Despite the decline in the forecast, if it is correct, it will still be the best growth for the quarter since 1947 and only the increase in the number of cases of coronavirus restricts the growth of the economy, which otherwise would not have been threatened, the newspaper notes.
According to Goldman chief economist Jan Hatzius, the decline in the forecast is the result of several factors at once, such as a significant increase in the number of patients, despite the large scale of testing across the country, the likely introduction of quarantine measures again based on data from the centers for disease prevention in the United States, showing that not only new cases of coronavirus infection, but also positive test indicators, frequent visits to doctors due to symptoms similar to COVID-19 symptoms, and overloaded hospitals — all of this has deteriorated significantly over the past few weeks.
For the first quarter, US GDP fell by 5% due to the recession, which was caused by urgent measures to stop the spread of the coronavirus. And since the fourth quarter of 2008 — the global financial crisis-this has been the largest quarterly drop in GDP.

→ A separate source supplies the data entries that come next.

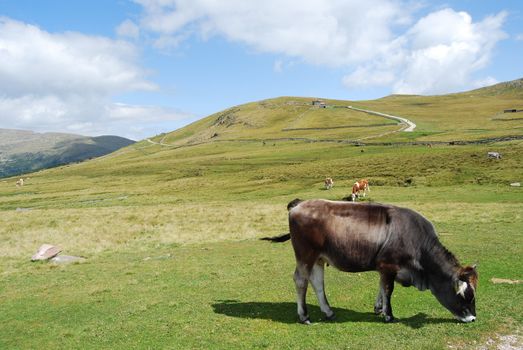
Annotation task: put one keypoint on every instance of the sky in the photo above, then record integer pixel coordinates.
(137, 68)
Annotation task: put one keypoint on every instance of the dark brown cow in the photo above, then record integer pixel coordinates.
(397, 242)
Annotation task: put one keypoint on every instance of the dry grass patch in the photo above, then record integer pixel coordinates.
(92, 230)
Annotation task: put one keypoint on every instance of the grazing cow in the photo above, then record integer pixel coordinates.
(358, 187)
(397, 242)
(494, 155)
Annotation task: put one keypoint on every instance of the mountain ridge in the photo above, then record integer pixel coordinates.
(23, 151)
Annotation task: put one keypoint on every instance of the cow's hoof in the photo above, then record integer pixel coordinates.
(332, 317)
(306, 322)
(389, 319)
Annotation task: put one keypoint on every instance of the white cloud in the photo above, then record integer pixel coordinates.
(378, 41)
(66, 82)
(333, 33)
(439, 54)
(128, 29)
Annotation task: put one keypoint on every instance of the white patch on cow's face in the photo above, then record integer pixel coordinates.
(467, 319)
(461, 288)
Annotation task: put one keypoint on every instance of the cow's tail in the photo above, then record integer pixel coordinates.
(293, 203)
(277, 239)
(286, 236)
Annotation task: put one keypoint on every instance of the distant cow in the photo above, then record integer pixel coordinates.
(359, 187)
(329, 183)
(397, 242)
(494, 155)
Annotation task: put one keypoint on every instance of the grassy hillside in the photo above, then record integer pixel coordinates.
(25, 151)
(170, 232)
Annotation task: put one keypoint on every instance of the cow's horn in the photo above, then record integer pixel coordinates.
(460, 288)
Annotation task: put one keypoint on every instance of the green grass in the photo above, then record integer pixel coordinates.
(170, 237)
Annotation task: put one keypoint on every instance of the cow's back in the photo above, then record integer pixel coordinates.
(346, 235)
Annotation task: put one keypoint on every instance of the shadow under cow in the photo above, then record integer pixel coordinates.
(285, 312)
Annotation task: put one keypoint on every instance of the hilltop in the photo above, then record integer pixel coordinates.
(24, 151)
(473, 115)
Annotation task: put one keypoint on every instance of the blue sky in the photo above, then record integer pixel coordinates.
(138, 68)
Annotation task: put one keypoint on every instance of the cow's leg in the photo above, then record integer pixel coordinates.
(301, 278)
(319, 287)
(387, 287)
(378, 305)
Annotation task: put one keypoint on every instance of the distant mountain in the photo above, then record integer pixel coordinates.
(24, 151)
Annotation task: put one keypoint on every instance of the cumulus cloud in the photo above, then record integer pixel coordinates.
(67, 81)
(332, 33)
(438, 54)
(379, 42)
(128, 29)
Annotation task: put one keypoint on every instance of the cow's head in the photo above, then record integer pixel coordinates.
(460, 296)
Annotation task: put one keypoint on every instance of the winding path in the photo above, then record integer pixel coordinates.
(409, 126)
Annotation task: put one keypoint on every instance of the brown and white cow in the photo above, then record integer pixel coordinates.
(397, 242)
(359, 187)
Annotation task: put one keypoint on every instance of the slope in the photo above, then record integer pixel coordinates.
(26, 151)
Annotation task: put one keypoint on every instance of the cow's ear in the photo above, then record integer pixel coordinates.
(460, 287)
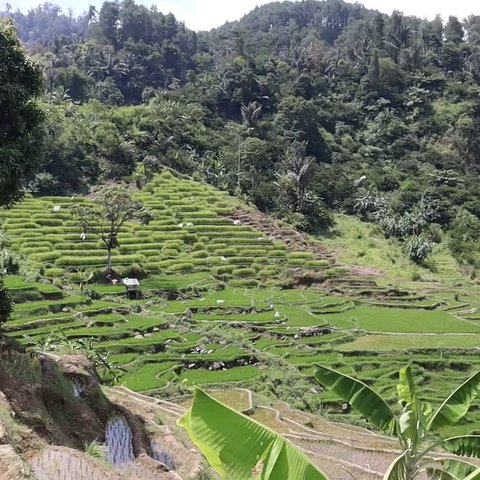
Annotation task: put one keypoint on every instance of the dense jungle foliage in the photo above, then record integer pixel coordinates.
(301, 108)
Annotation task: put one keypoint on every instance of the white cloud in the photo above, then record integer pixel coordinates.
(427, 8)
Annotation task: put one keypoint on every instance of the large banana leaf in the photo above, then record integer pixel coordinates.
(239, 448)
(360, 396)
(456, 405)
(411, 420)
(465, 445)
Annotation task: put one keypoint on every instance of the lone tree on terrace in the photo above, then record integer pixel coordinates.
(112, 206)
(20, 128)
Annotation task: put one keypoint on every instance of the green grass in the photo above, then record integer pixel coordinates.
(146, 377)
(410, 342)
(361, 243)
(376, 319)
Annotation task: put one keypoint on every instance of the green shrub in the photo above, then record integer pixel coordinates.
(244, 272)
(30, 250)
(224, 269)
(226, 252)
(306, 255)
(47, 256)
(180, 267)
(200, 254)
(248, 283)
(53, 272)
(318, 263)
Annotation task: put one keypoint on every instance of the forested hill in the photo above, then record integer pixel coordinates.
(301, 108)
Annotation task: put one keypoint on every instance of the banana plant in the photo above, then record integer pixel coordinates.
(239, 448)
(416, 425)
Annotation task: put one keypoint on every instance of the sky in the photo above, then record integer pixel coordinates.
(207, 14)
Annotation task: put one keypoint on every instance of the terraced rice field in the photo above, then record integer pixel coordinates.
(189, 233)
(214, 314)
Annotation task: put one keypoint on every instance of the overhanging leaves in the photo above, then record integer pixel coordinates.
(360, 396)
(456, 405)
(237, 447)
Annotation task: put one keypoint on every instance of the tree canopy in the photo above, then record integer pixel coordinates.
(387, 108)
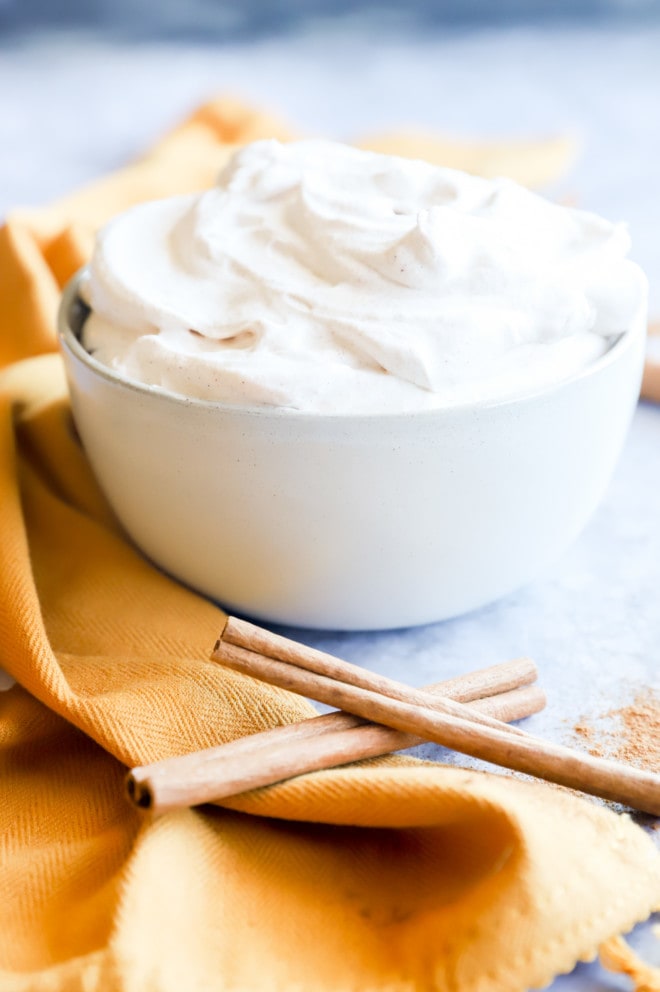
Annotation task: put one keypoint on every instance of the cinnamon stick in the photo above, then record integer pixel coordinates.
(320, 742)
(452, 724)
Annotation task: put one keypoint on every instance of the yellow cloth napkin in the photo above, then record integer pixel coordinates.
(395, 875)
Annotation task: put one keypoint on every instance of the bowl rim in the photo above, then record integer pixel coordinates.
(68, 338)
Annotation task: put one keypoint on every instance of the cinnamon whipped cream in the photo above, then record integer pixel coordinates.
(328, 279)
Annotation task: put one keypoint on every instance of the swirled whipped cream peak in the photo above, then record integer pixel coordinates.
(333, 280)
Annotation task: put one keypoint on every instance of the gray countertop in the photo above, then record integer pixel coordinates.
(72, 108)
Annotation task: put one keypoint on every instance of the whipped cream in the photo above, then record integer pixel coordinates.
(328, 279)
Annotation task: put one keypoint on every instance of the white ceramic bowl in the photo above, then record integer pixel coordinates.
(353, 521)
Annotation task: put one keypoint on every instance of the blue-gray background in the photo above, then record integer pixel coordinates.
(221, 20)
(86, 86)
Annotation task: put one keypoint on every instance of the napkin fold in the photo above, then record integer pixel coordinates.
(392, 874)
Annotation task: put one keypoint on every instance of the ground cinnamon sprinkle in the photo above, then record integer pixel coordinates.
(634, 737)
(640, 725)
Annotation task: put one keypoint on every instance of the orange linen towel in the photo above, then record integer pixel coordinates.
(396, 876)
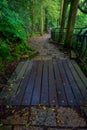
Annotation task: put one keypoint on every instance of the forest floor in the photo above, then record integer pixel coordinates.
(46, 49)
(42, 115)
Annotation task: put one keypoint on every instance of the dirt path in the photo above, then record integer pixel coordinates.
(46, 49)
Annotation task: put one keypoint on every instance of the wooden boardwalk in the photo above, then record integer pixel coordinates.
(57, 82)
(38, 128)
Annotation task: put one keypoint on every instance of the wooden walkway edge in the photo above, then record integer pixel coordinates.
(57, 82)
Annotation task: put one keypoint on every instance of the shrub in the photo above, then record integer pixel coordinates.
(11, 25)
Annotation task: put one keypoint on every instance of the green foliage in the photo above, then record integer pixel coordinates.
(1, 65)
(81, 20)
(11, 26)
(21, 50)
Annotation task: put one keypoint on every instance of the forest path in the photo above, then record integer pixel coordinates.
(46, 49)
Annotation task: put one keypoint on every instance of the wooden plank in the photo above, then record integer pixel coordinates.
(67, 85)
(73, 84)
(73, 55)
(60, 129)
(17, 83)
(20, 93)
(52, 86)
(44, 90)
(30, 85)
(37, 86)
(16, 72)
(14, 84)
(80, 84)
(29, 128)
(62, 100)
(6, 128)
(82, 76)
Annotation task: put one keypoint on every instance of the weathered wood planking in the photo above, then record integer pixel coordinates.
(37, 87)
(52, 86)
(44, 88)
(58, 82)
(12, 79)
(20, 92)
(77, 78)
(73, 84)
(30, 85)
(62, 100)
(66, 84)
(17, 83)
(80, 73)
(6, 128)
(24, 128)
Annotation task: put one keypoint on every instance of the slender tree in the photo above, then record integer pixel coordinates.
(71, 23)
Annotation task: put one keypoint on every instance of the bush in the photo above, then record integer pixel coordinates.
(11, 25)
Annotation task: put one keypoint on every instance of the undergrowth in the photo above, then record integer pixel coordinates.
(13, 40)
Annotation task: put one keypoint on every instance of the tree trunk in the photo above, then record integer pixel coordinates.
(46, 20)
(41, 21)
(64, 12)
(63, 20)
(71, 23)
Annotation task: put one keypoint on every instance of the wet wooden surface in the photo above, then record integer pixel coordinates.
(58, 82)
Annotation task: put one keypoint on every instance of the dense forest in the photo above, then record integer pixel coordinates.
(22, 19)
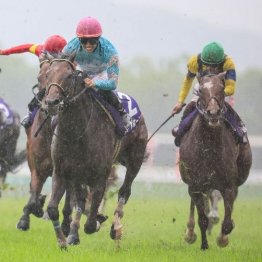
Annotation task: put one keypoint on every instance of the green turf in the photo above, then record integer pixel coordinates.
(154, 225)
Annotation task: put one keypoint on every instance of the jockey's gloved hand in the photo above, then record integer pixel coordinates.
(177, 108)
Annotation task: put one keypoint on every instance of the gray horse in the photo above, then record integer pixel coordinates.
(84, 148)
(9, 134)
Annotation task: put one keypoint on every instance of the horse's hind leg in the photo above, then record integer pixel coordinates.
(213, 216)
(198, 199)
(190, 235)
(94, 220)
(123, 196)
(67, 214)
(229, 196)
(35, 203)
(80, 193)
(58, 190)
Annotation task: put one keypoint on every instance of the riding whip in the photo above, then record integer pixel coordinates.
(163, 124)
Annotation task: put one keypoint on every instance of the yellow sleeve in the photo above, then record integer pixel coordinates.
(230, 82)
(230, 86)
(192, 67)
(32, 49)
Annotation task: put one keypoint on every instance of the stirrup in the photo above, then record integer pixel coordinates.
(127, 121)
(26, 122)
(174, 131)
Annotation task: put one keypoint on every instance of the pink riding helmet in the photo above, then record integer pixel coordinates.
(88, 27)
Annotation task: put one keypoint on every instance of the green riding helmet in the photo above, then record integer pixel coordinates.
(213, 53)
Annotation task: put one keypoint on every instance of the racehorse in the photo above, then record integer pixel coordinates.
(9, 134)
(210, 158)
(40, 162)
(85, 146)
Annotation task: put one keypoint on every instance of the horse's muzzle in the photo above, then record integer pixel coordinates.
(53, 106)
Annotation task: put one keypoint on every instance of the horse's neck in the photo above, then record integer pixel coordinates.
(208, 135)
(77, 116)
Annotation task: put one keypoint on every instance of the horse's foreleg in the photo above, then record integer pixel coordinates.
(67, 214)
(123, 196)
(190, 236)
(94, 221)
(198, 199)
(229, 196)
(35, 203)
(80, 192)
(58, 190)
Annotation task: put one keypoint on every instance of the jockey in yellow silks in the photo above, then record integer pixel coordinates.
(213, 60)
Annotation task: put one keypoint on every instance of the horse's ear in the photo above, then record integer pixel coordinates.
(48, 56)
(222, 75)
(70, 57)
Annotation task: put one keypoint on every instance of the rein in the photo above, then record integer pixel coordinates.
(68, 101)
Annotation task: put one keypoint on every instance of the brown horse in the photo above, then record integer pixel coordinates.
(9, 134)
(84, 148)
(211, 159)
(40, 162)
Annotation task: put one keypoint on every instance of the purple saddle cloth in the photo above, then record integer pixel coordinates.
(130, 106)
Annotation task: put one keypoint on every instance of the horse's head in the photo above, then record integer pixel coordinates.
(61, 83)
(44, 62)
(3, 117)
(211, 103)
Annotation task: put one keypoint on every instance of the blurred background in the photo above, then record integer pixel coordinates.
(154, 40)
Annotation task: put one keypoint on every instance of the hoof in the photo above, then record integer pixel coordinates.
(222, 241)
(63, 247)
(101, 218)
(38, 213)
(190, 238)
(65, 228)
(213, 217)
(204, 246)
(73, 240)
(23, 225)
(46, 216)
(116, 234)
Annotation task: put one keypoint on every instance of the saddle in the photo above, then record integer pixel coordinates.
(128, 103)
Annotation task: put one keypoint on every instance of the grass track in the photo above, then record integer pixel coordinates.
(154, 224)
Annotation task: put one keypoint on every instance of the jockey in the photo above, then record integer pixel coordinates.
(98, 59)
(53, 44)
(212, 60)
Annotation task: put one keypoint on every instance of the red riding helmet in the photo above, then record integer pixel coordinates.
(88, 27)
(54, 44)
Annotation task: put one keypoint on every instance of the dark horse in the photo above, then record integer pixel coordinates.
(39, 161)
(9, 134)
(84, 148)
(211, 159)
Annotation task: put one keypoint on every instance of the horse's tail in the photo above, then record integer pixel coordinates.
(18, 160)
(146, 155)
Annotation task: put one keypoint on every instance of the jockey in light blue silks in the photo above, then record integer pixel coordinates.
(98, 59)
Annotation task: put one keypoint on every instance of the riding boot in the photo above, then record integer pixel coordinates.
(112, 99)
(237, 124)
(189, 108)
(32, 106)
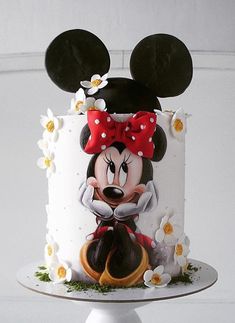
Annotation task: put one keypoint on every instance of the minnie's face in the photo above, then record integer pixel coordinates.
(117, 177)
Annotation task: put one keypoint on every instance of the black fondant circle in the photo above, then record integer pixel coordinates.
(74, 56)
(123, 95)
(162, 63)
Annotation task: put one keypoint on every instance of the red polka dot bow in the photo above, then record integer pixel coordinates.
(135, 133)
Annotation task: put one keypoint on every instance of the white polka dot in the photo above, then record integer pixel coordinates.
(103, 135)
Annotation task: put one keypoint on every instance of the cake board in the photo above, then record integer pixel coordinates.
(119, 305)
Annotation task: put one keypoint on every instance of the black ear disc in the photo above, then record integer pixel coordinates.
(75, 56)
(162, 63)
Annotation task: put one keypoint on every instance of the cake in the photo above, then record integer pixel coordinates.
(115, 164)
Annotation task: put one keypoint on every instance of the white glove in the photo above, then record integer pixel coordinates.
(147, 201)
(100, 208)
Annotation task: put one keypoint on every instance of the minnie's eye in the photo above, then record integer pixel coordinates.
(110, 172)
(123, 174)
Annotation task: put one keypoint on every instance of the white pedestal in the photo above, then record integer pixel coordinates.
(118, 306)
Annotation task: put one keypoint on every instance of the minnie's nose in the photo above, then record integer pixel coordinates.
(113, 192)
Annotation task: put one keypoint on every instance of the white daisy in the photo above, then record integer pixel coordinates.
(97, 82)
(50, 251)
(51, 125)
(156, 277)
(47, 162)
(178, 124)
(43, 144)
(59, 272)
(93, 104)
(77, 103)
(181, 250)
(169, 230)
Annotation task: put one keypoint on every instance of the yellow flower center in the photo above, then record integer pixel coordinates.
(78, 105)
(96, 83)
(92, 108)
(49, 250)
(47, 162)
(50, 126)
(179, 249)
(168, 228)
(178, 125)
(61, 272)
(185, 268)
(156, 279)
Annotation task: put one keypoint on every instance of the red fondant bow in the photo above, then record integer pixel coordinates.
(136, 132)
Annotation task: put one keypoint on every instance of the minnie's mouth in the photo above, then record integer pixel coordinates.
(114, 202)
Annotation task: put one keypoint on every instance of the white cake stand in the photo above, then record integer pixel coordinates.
(119, 305)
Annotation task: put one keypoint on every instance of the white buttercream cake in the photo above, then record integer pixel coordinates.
(116, 164)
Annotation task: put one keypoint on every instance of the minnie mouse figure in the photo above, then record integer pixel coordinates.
(123, 142)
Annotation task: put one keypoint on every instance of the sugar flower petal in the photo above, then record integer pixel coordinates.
(95, 77)
(159, 235)
(148, 275)
(104, 77)
(159, 270)
(103, 84)
(86, 84)
(50, 114)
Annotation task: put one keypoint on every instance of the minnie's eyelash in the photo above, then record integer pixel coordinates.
(126, 160)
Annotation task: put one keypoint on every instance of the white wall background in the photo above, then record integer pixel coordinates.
(207, 27)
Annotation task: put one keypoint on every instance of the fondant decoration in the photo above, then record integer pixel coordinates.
(157, 277)
(43, 144)
(50, 251)
(97, 82)
(169, 230)
(74, 56)
(123, 95)
(160, 66)
(135, 133)
(182, 250)
(51, 125)
(93, 104)
(77, 104)
(162, 63)
(118, 188)
(59, 272)
(178, 124)
(47, 162)
(114, 259)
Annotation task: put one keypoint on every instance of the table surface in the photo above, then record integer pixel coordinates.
(205, 277)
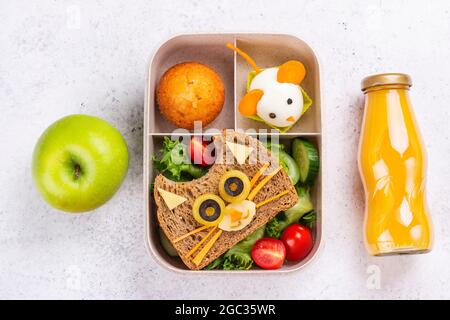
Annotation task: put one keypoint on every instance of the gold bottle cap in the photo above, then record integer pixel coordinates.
(385, 79)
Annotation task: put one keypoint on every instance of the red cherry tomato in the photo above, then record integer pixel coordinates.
(298, 241)
(269, 253)
(201, 152)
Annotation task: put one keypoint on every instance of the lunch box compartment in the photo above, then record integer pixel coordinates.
(267, 50)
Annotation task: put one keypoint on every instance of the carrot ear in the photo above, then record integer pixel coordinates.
(247, 106)
(291, 72)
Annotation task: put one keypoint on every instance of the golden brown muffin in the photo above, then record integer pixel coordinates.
(188, 92)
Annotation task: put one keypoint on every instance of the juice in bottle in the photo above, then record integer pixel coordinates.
(392, 164)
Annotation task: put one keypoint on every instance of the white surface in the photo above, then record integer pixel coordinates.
(59, 58)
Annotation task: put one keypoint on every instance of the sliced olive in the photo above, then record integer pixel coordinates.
(208, 209)
(234, 186)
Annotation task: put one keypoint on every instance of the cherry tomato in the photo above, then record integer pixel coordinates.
(201, 152)
(298, 241)
(269, 253)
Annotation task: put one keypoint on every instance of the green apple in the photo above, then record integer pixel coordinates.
(79, 162)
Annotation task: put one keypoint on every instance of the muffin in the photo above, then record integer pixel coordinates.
(189, 92)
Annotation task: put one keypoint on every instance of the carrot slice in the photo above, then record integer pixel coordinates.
(190, 233)
(199, 243)
(199, 257)
(292, 71)
(271, 198)
(258, 174)
(245, 56)
(262, 183)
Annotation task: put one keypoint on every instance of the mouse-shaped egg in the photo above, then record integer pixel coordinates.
(274, 94)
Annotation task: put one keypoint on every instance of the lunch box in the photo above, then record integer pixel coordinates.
(267, 50)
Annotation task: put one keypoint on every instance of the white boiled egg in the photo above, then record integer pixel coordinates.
(282, 103)
(238, 215)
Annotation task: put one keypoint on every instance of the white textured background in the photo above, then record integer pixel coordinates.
(63, 57)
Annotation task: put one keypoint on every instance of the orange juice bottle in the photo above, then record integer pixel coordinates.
(392, 164)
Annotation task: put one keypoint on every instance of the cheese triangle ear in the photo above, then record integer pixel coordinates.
(240, 151)
(172, 200)
(292, 71)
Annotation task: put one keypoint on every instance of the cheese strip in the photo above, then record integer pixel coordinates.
(262, 184)
(200, 243)
(258, 174)
(199, 257)
(272, 198)
(190, 233)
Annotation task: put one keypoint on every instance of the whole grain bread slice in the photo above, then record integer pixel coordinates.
(179, 221)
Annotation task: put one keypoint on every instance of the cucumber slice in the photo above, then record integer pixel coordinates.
(167, 245)
(307, 158)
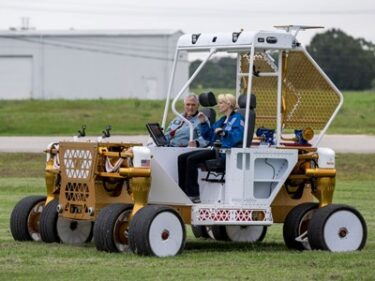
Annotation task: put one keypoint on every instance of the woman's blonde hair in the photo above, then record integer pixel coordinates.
(229, 99)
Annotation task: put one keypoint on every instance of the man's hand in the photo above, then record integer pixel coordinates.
(192, 143)
(202, 117)
(220, 132)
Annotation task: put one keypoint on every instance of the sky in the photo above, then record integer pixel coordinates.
(357, 18)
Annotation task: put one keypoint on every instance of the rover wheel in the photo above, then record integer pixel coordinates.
(48, 221)
(24, 220)
(111, 228)
(296, 225)
(246, 233)
(337, 228)
(74, 231)
(157, 231)
(200, 231)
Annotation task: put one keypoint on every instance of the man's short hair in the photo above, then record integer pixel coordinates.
(192, 97)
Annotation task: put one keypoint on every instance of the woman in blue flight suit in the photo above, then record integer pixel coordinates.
(229, 130)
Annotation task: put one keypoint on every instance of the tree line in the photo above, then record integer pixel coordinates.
(349, 62)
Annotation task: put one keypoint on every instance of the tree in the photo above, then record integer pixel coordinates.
(349, 62)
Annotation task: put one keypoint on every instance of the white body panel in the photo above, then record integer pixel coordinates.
(326, 157)
(253, 178)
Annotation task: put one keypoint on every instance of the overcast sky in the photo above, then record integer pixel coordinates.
(356, 18)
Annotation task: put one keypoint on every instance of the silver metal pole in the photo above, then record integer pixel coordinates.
(212, 51)
(170, 89)
(278, 108)
(248, 93)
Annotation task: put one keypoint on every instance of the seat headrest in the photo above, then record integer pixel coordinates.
(207, 99)
(242, 101)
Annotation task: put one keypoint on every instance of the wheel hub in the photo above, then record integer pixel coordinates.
(165, 235)
(343, 232)
(73, 225)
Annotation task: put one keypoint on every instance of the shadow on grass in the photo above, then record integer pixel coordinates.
(221, 246)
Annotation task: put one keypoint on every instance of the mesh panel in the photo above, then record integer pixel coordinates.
(308, 99)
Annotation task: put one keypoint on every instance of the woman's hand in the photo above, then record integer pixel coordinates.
(202, 117)
(220, 132)
(192, 143)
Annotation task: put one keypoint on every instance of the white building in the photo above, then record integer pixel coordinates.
(87, 64)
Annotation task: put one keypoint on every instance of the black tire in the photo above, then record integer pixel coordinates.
(48, 221)
(296, 223)
(24, 222)
(110, 228)
(219, 233)
(142, 240)
(200, 231)
(337, 228)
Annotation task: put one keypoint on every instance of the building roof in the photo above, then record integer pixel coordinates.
(73, 32)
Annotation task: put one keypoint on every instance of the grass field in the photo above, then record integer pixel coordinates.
(21, 175)
(128, 117)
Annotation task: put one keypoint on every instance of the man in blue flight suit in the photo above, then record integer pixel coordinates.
(229, 130)
(178, 131)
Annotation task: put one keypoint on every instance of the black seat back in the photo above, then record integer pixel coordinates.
(252, 115)
(207, 100)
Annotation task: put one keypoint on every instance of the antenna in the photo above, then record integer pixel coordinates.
(296, 28)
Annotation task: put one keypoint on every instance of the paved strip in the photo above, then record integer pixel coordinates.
(339, 143)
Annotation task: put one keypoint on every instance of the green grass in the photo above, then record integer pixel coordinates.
(357, 115)
(201, 260)
(129, 116)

However, Hatzius remains positive, as the labor market added 4.8 million jobs in June, the unemployment rate fell to 11.1%, and manufacturing and construction quickly returned to growth after suffering the worst fall since the financial crisis of 2009. Medicine also does not stand still, and along with the development and testing of the vaccine, many States are re-introducing quarantines, which can lead to a decrease in the virus's reproduction rate below the critical 1 mark for it.
As for the political tension between the US and China, even if it persists, regardless of the results of the presidential election in November, a re-escalation of the trade war is unlikely, but the prospects for international cooperation on such vital issues as climate change will improve.
At the same time, Goldman expects US stocks to perform worse than their global competitors, as the US "lags in the short term, as it partially cancels unnecessarily hastily opened businesses in the consumer sector."